Could it really be that he was nothing but a friend all this time? A friend who likes to flirt with me and mess with my head like he does with lots of other women in his life? Am I the only one who took it to mean more than it really was, just because we work so closely togther?

If that's the truth, plain and simply, then what about the compliments he's been dishing out just now. Are they only meant as just a compliment, without the innuendo? In the same way he would compliment Bud on his recovery, or Sturgis after a nice game of hoops? And the crux of the matter: if that's all there is, can I handle it?

Can I handle him not loving me? Somehow it never occurred to me that...that what? That he doesn't love me? Or at least not in the way I love him? Way to go on the ego, Marine. There are men immune to your charm after all, aren't there? Pity it includes Harm.

I always told myself that Harm did love me, but was just too guarded, for whatever reason, to ever come clean about his feelings. Somehow, it was the only answer that would suffice. Well, except for the BIG CONFESSION, but from Harm, I always just took what I could get, knowing it would have to be enough.

As for the part he could never give me, I just picked compensation. All of them had something to offer, something I wanted, a piece of the puzzle of the life I wanted to get. At the time, I didn't know or just couldn't care what pieces they wanted from me in return. Dalton offered me a the career, the money… he wanted a pretty face to show off with. Mic offered me the life I thought I wanted, he wanted my life, my independence. Without knowing, they asked what I could never give them.

And for a while, I thought about making the same mistake again, planning to turn Clayton Webb into one of them, a new addition to the 'distractions from Harm Rabb' list. Now I know it won't happen. None of the other distractions ever worked, so why would he? And why would I again want to be so unfair to a guy, pretending to be interested while keeping an eye on the real object of my desire? Not one of them deserved to be used like that and occasionally I'm really ashamed of myself.

All the while it remains quiet next to me, even his breathing seems to even out. Has he just fallen asleep on me? Is he so relaxed that he forgot about the question alltogether? Or does he think so little of it, of me, that it doesn't warrant an answer?

More likely, he's brooding, maybe to fabricate a way to let me down easily. How can he know that it doesn't matter anymore, that I'm crushed either way?

I stir and turn around, trying to get comfortable without alarming Harm. He probably thinks I've fallen asleep, and I'd like to keep it that way, for now. If he's really about to tell me I was wrong all along, that he doesn't think of a home with a white picket fence, a dog and 2.6 kids with me, I'd like to face it in broad daylight, so I can put on some sunglasses, feign indifference, and maybe walk into Neverland with the spook who loves me. Pretend to have a life to go back to.

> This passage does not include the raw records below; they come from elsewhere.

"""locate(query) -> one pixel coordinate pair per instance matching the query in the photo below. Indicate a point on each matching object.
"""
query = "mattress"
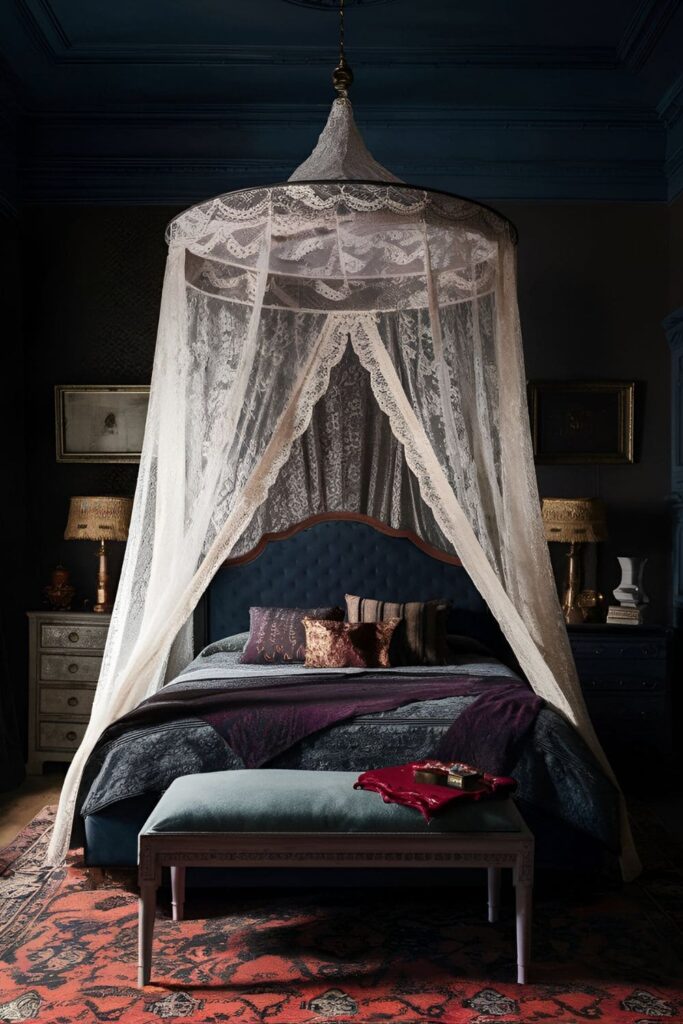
(559, 781)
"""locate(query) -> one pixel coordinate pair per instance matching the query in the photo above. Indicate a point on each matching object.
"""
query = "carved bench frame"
(178, 851)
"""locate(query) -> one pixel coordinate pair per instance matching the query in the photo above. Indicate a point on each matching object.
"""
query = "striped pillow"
(423, 634)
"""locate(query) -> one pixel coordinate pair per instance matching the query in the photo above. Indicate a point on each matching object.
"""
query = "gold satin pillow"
(343, 645)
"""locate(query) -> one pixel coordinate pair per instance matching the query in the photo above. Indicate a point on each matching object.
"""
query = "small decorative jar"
(59, 592)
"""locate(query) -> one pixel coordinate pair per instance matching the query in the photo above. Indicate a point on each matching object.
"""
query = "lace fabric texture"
(333, 346)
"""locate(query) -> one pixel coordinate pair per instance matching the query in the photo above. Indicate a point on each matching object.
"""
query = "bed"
(564, 796)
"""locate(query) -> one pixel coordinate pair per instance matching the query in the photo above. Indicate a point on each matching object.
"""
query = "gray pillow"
(228, 645)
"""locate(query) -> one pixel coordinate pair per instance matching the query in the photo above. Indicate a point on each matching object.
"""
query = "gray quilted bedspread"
(556, 773)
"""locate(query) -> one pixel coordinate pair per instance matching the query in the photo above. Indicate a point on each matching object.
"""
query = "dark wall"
(594, 287)
(676, 254)
(17, 553)
(593, 292)
(91, 309)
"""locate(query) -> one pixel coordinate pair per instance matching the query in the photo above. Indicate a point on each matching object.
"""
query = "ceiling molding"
(670, 107)
(285, 115)
(8, 208)
(644, 32)
(156, 180)
(51, 38)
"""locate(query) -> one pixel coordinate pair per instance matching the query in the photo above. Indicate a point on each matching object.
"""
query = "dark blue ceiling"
(169, 100)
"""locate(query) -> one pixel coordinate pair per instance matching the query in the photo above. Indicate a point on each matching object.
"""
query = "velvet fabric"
(422, 638)
(278, 635)
(342, 645)
(397, 785)
(259, 721)
(492, 732)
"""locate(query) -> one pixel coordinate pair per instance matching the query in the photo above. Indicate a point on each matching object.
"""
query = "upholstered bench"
(279, 818)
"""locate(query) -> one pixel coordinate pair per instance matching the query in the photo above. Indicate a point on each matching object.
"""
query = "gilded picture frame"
(582, 422)
(99, 423)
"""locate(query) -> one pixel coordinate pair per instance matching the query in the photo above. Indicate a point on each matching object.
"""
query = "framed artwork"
(582, 421)
(100, 423)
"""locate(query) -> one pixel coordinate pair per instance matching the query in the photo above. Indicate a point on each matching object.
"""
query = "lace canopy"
(338, 342)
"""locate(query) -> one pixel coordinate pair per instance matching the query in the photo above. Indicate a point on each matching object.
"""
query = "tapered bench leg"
(523, 908)
(177, 892)
(494, 892)
(145, 929)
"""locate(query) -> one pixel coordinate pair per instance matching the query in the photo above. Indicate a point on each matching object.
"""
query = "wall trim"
(284, 115)
(644, 31)
(170, 180)
(48, 33)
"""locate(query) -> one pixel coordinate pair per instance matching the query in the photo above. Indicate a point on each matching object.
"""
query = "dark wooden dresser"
(626, 674)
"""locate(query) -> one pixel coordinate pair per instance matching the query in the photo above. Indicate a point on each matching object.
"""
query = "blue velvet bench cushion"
(290, 801)
(316, 819)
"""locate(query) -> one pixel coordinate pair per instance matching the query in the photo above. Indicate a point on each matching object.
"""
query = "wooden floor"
(18, 806)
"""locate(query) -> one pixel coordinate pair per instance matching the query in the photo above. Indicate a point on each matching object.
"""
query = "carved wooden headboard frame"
(283, 535)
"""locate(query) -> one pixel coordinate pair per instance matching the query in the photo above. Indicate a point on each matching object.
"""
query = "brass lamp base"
(103, 603)
(572, 613)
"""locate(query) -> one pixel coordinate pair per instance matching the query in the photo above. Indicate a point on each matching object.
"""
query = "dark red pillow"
(278, 636)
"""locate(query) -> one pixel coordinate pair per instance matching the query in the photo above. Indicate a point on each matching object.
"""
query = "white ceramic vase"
(630, 592)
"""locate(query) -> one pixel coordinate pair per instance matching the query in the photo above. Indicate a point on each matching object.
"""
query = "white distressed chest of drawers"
(65, 656)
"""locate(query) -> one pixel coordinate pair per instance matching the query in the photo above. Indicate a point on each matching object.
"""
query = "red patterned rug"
(68, 948)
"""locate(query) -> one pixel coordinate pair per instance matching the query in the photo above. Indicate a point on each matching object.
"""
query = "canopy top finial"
(342, 77)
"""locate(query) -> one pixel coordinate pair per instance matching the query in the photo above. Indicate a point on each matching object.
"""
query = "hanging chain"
(342, 76)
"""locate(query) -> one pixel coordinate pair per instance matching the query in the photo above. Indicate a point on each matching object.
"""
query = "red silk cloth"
(397, 785)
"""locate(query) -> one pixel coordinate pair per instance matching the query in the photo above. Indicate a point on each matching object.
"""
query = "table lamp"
(574, 521)
(99, 519)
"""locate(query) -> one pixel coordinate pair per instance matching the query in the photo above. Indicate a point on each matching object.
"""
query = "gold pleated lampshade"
(98, 519)
(574, 520)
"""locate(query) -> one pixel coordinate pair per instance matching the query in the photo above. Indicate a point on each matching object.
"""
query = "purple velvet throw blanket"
(261, 720)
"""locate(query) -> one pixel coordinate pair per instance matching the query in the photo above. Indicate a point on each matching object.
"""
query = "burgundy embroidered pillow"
(344, 645)
(276, 635)
(423, 638)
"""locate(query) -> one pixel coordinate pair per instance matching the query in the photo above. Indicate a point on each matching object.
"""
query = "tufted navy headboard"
(321, 563)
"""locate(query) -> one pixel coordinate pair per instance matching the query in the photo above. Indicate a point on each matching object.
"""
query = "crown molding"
(674, 171)
(165, 181)
(50, 37)
(285, 115)
(8, 208)
(670, 107)
(644, 31)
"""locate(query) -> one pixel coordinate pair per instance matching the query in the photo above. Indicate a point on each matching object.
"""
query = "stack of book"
(624, 614)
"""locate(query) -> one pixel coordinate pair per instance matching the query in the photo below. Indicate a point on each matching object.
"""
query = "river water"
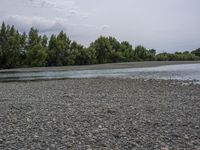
(177, 72)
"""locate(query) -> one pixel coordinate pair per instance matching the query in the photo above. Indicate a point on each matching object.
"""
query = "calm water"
(179, 72)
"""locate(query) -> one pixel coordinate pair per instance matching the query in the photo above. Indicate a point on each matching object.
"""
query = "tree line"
(35, 50)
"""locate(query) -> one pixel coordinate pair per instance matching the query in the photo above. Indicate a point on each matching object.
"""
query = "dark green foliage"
(177, 56)
(22, 50)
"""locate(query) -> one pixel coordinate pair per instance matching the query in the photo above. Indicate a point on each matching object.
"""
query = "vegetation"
(32, 49)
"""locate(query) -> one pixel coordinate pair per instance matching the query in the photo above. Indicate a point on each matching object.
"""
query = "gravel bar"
(100, 113)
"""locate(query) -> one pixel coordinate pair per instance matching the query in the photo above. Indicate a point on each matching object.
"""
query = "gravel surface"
(100, 113)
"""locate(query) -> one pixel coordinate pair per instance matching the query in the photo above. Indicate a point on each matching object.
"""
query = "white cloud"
(24, 23)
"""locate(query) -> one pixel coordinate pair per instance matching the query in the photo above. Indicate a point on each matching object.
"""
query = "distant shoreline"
(100, 66)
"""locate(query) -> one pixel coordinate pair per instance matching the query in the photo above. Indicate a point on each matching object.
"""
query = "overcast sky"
(166, 25)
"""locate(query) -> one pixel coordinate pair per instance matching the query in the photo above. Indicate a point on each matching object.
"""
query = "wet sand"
(100, 113)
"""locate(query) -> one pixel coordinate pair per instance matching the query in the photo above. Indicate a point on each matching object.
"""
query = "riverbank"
(102, 66)
(99, 113)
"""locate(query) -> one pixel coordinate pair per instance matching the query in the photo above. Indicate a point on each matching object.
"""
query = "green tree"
(37, 56)
(103, 49)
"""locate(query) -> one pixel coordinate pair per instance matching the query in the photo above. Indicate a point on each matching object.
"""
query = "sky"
(165, 25)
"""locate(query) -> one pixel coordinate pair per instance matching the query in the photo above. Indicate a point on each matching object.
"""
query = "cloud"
(24, 23)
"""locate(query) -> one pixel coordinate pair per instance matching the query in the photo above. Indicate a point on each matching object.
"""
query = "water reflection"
(179, 72)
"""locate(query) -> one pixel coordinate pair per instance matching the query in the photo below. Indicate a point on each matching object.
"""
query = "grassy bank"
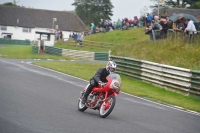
(134, 43)
(129, 85)
(23, 52)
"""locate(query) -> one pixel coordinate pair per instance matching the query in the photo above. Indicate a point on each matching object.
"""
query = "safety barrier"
(91, 44)
(53, 50)
(35, 49)
(179, 79)
(77, 54)
(18, 42)
(190, 37)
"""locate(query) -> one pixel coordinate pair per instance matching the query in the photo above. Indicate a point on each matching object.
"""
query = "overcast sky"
(122, 8)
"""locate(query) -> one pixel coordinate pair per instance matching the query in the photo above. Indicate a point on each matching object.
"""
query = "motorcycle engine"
(91, 98)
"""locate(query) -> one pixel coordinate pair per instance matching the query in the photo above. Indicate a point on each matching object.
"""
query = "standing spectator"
(149, 18)
(81, 38)
(190, 27)
(61, 35)
(135, 21)
(156, 25)
(114, 25)
(92, 28)
(119, 24)
(165, 26)
(181, 20)
(57, 34)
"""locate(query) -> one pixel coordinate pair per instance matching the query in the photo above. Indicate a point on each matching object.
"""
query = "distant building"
(171, 11)
(194, 12)
(29, 24)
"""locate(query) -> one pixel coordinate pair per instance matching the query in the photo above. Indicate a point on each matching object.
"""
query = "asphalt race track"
(37, 100)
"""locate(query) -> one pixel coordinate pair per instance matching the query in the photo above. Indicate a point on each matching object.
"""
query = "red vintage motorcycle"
(102, 98)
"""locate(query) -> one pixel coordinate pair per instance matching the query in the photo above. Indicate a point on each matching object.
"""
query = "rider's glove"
(102, 84)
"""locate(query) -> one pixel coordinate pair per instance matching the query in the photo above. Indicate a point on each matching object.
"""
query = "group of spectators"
(122, 24)
(78, 37)
(162, 24)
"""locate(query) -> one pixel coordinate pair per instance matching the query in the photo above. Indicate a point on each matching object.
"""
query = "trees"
(93, 11)
(180, 3)
(9, 4)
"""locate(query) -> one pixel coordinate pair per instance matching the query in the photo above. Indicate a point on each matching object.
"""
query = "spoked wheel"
(81, 107)
(107, 107)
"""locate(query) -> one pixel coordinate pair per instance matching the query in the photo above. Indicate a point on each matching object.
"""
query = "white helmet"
(111, 64)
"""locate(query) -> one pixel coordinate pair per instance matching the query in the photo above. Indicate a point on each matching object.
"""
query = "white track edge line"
(175, 107)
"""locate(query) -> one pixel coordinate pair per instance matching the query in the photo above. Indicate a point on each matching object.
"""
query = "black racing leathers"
(100, 75)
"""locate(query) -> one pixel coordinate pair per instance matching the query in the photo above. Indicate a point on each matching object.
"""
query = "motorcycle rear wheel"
(81, 107)
(105, 112)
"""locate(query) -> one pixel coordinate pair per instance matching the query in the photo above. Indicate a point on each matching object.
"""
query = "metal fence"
(91, 44)
(178, 79)
(77, 54)
(35, 49)
(11, 41)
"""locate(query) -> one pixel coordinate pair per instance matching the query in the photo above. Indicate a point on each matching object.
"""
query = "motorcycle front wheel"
(107, 107)
(81, 107)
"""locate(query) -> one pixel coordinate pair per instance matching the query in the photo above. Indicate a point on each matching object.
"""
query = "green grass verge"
(135, 44)
(129, 85)
(23, 52)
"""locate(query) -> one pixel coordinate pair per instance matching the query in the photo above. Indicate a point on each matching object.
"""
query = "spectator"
(135, 21)
(119, 24)
(61, 35)
(114, 25)
(148, 28)
(180, 25)
(181, 20)
(81, 39)
(57, 35)
(92, 28)
(156, 25)
(190, 27)
(165, 26)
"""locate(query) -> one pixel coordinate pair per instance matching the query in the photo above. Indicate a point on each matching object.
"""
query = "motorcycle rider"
(99, 78)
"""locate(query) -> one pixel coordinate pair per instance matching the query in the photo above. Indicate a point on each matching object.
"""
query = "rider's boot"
(85, 96)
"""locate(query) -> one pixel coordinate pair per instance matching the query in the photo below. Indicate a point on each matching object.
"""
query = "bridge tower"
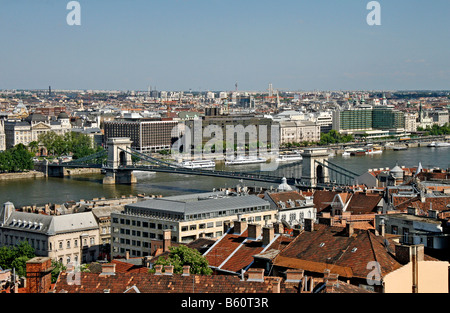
(313, 170)
(117, 159)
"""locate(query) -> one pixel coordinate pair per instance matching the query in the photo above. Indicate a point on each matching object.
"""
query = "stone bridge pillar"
(118, 160)
(312, 172)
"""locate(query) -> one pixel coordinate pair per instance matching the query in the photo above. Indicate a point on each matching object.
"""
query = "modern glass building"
(368, 118)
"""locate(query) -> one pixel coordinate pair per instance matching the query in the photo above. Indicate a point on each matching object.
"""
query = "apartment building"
(2, 136)
(188, 217)
(64, 238)
(299, 131)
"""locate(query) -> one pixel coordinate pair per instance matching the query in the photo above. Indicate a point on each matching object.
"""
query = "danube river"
(59, 190)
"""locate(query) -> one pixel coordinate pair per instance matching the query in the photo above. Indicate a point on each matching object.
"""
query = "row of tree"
(16, 159)
(436, 130)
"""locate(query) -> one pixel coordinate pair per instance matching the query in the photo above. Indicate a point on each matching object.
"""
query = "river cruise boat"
(245, 160)
(198, 164)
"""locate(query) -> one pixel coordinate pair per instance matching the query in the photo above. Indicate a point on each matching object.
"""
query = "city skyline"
(204, 45)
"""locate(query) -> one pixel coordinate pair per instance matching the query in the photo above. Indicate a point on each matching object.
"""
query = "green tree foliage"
(16, 257)
(79, 145)
(16, 159)
(182, 255)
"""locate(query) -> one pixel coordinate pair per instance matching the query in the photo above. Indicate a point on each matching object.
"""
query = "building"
(29, 129)
(233, 253)
(243, 129)
(188, 217)
(367, 118)
(352, 255)
(410, 122)
(147, 135)
(292, 207)
(63, 238)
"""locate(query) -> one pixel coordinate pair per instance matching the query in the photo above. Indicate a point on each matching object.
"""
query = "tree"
(182, 255)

Obstinately, I close my eyes, willing the much needed sleep to come and consume me. Even nightmares are more than welcome if they can chase away the pain of today's events and particularly its sad conclusion.

And maybe I did fall asleep, because next thing I know, I feel his hand on my shoulder and (WHAT?) his lips covering mine in a kiss that's so featherly light and so endlessly tender that I just know it has to be a dream. Harm doesn't love me like that. I have to remember.

Sigh. Here goes nothing. Here comes the answer that I do need, but don't want to hear. I brace myself and turn to him, calling his name in a raspy voice that doesn't quite hide my emotions.

"Harm?"

"Sarah? Sarah, wake up. I know the answer to your riddle."

THE END

Frustrating, huh? Not sure about a sequel or continuance yet...Maybe I'll leave it as it is.